Abstract:We construct a semiparametric estimator in case-control studies where the gene and the environment are assumed to be independent. A discrete or continuous parametric distribution of the genes is assumed in the model. A discrete distribution of the genes can be used to model the mutation or presence of certain group of genes. A continuous distribution allows the distribution of the gene effects to be in a finite-dimensional parametric family and can hence be used to model the gene expression levels. We leave the distribution of the environment totally unspecified. The estimator is derived through calculating the efficiency score function in a hypothetical setting where a close approximation to the samples is random. The resulting estimator is proved to be efficient in the hypothetical situation. The efficiency of the estimator is further demonstrated to hold in the case-control setting as well.
What problem does this paper attempt to address?

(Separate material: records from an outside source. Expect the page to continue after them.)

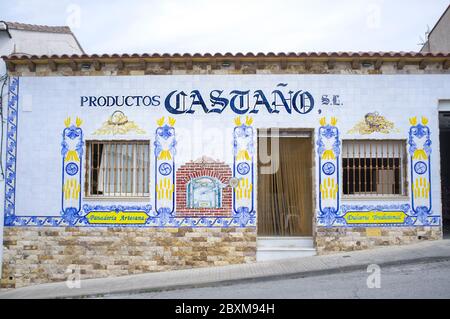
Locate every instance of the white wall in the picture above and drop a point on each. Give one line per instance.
(46, 101)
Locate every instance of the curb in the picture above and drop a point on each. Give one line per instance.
(294, 275)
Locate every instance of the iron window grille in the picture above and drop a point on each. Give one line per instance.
(374, 168)
(117, 169)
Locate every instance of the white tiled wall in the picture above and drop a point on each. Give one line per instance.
(45, 102)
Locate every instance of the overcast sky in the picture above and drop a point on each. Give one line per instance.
(138, 26)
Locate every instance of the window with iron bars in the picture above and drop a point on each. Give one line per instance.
(117, 168)
(374, 168)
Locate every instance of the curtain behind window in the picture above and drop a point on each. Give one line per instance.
(285, 197)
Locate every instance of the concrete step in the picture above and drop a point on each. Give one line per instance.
(274, 248)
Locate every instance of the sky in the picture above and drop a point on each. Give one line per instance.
(210, 26)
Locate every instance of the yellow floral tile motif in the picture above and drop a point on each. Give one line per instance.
(420, 154)
(164, 189)
(421, 187)
(244, 189)
(118, 124)
(165, 155)
(413, 120)
(328, 155)
(373, 123)
(71, 189)
(68, 121)
(329, 188)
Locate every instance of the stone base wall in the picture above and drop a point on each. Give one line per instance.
(339, 239)
(33, 255)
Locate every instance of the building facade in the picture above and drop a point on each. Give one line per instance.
(126, 164)
(30, 39)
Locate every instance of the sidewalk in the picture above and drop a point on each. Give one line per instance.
(190, 278)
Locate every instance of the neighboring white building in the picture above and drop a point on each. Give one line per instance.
(30, 39)
(21, 38)
(439, 37)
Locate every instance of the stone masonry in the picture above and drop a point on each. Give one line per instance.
(34, 255)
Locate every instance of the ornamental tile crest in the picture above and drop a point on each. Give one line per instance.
(118, 124)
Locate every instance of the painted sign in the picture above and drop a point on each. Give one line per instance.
(240, 101)
(113, 217)
(375, 217)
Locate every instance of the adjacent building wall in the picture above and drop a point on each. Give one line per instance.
(439, 37)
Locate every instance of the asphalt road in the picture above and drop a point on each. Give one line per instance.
(425, 280)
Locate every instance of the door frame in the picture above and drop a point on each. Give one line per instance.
(312, 137)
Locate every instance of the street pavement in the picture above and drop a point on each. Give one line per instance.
(421, 280)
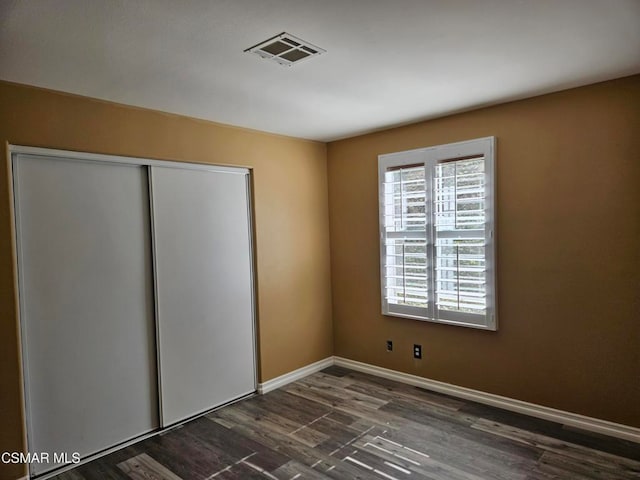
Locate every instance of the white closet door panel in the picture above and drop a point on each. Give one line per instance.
(86, 293)
(204, 289)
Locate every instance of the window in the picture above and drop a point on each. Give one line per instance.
(437, 233)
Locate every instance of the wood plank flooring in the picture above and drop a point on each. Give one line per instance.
(340, 424)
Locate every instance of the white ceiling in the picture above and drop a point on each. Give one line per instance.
(387, 63)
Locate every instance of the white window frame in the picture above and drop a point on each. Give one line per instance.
(430, 157)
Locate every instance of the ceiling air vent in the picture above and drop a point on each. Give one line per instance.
(285, 49)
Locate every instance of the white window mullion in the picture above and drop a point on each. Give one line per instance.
(437, 242)
(430, 231)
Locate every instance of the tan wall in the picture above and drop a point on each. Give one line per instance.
(291, 219)
(568, 208)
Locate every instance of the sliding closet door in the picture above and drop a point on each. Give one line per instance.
(204, 289)
(86, 297)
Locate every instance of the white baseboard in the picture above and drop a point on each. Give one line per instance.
(282, 380)
(566, 418)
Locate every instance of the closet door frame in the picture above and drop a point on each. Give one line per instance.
(14, 151)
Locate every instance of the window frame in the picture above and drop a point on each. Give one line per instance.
(430, 157)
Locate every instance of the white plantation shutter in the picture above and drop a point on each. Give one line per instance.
(436, 232)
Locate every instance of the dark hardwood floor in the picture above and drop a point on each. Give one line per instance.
(340, 424)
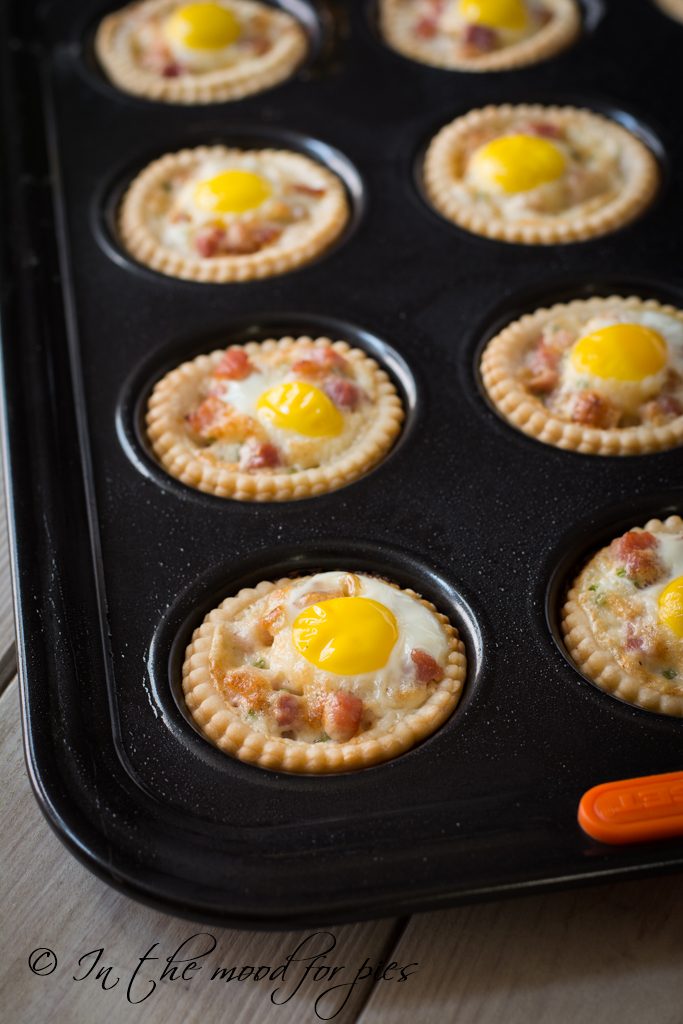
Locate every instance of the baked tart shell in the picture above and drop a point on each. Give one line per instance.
(560, 32)
(641, 169)
(140, 242)
(180, 457)
(245, 79)
(599, 665)
(222, 726)
(521, 409)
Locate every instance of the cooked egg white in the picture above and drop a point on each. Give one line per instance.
(625, 359)
(367, 638)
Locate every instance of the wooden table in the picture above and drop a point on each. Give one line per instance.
(605, 955)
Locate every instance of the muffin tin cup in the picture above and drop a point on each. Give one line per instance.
(135, 394)
(115, 563)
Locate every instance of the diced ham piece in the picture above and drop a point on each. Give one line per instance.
(235, 240)
(633, 641)
(341, 716)
(427, 670)
(541, 14)
(209, 241)
(205, 416)
(316, 363)
(636, 551)
(303, 189)
(594, 411)
(343, 392)
(286, 709)
(260, 46)
(480, 39)
(235, 366)
(546, 129)
(663, 409)
(261, 457)
(544, 375)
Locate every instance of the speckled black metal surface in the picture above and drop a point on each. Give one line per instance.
(115, 563)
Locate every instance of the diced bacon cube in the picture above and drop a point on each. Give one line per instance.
(233, 366)
(637, 552)
(427, 670)
(202, 419)
(546, 129)
(341, 716)
(426, 28)
(259, 457)
(302, 189)
(660, 410)
(343, 392)
(480, 39)
(592, 410)
(543, 368)
(209, 241)
(286, 709)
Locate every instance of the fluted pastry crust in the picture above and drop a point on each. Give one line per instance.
(631, 174)
(371, 428)
(223, 706)
(559, 32)
(503, 373)
(589, 626)
(117, 49)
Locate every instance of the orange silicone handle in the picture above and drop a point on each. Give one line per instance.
(634, 810)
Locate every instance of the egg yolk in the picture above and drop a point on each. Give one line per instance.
(302, 408)
(231, 192)
(495, 13)
(346, 635)
(671, 606)
(203, 27)
(517, 163)
(623, 352)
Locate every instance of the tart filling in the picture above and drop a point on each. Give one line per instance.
(219, 214)
(479, 35)
(199, 52)
(598, 376)
(539, 174)
(623, 621)
(324, 673)
(273, 420)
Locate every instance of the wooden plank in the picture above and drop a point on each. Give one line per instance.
(609, 955)
(51, 901)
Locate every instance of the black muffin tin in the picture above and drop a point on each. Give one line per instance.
(115, 563)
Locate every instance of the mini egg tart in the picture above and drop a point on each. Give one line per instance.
(324, 673)
(479, 35)
(273, 420)
(623, 620)
(672, 7)
(216, 214)
(539, 175)
(598, 376)
(199, 52)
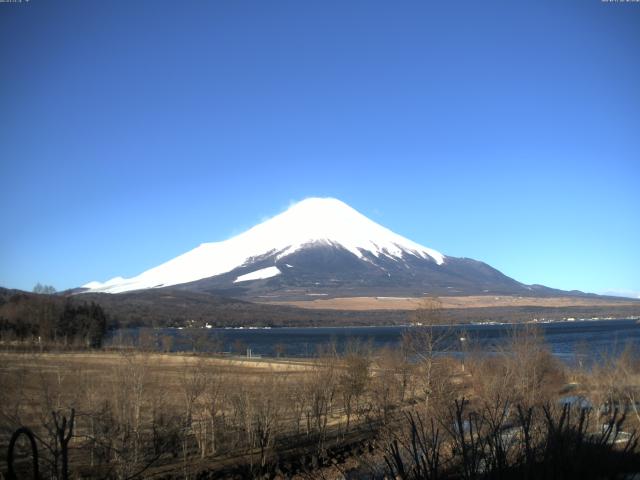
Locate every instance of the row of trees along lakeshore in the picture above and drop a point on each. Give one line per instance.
(420, 413)
(45, 320)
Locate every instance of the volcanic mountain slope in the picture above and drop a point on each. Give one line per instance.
(321, 247)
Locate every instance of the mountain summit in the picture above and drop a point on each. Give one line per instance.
(319, 246)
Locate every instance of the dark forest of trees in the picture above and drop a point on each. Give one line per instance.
(50, 319)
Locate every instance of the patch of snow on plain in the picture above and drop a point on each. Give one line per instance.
(258, 274)
(311, 221)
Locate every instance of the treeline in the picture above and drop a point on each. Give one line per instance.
(425, 415)
(178, 308)
(51, 320)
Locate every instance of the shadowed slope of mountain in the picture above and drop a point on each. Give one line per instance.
(322, 247)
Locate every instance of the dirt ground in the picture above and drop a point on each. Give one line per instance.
(477, 301)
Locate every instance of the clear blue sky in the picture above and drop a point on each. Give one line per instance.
(132, 131)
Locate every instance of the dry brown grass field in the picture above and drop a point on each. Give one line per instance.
(141, 414)
(477, 301)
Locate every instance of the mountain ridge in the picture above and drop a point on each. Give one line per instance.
(322, 247)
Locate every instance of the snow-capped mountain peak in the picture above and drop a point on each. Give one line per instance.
(314, 221)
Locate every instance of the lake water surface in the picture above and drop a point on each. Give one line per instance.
(592, 338)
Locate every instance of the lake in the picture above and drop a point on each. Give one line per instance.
(590, 338)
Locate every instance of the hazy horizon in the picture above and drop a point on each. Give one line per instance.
(133, 132)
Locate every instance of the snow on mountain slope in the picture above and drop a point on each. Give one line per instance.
(259, 274)
(311, 221)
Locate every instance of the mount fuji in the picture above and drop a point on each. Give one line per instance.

The problem that this paper attempts to solve is to construct a semi - parametrically efficient estimator in a case - control study for estimating the effects of genes and the environment on disease status. Specifically, the author considers that in the general population, the occurrence of the disease (\(D = 1\)) follows a logistic model \(\text{logit}\{P(D = 1)\}=m(G, E)\), where \(G\) represents an individual's genetic characteristics and \(E\) represents environmental factors. It is further assumed that \(G\) and \(E\) are independent, and we are interested in the effects of genes, the environment, and their interactions on disease status. Thus, the model can be expressed as \(m(g, e)=\beta_c+\beta_1g+\beta_2e+\beta_3ge\). The paper assumes that the parametric form of the gene distribution \(q(g,\beta_4)\) is known, where \(\beta_4\) is an unknown finite - dimensional parameter, while the environmental distribution \(\eta(e)\) is completely unspecified.
The main contributions of the paper are as follows:
1. **Theoretical contribution**: It is proved that the classical semi - parametric theory can be applied in case - control studies without re - deriving the theory or relying on the results of non - independently and identically distributed samples.
2. **Methodological contribution**: By calculating the semi - parametrically efficient score function and constructing a semi - parametric estimator, this estimator is proved to be efficient under the assumed conditions and also remains efficient in the case - control setting.
3. **Practical application**: Numerical examples are provided to show the performance of the proposed estimator and it is compared with existing methods. In particular, its performance in the discrete gene model is close to that of Chatterjee and Carroll (2005).
Overall, this paper aims to provide an effective statistical method for dealing with gene - environment interactions in case - control studies, thereby improving the efficiency and accuracy of estimation.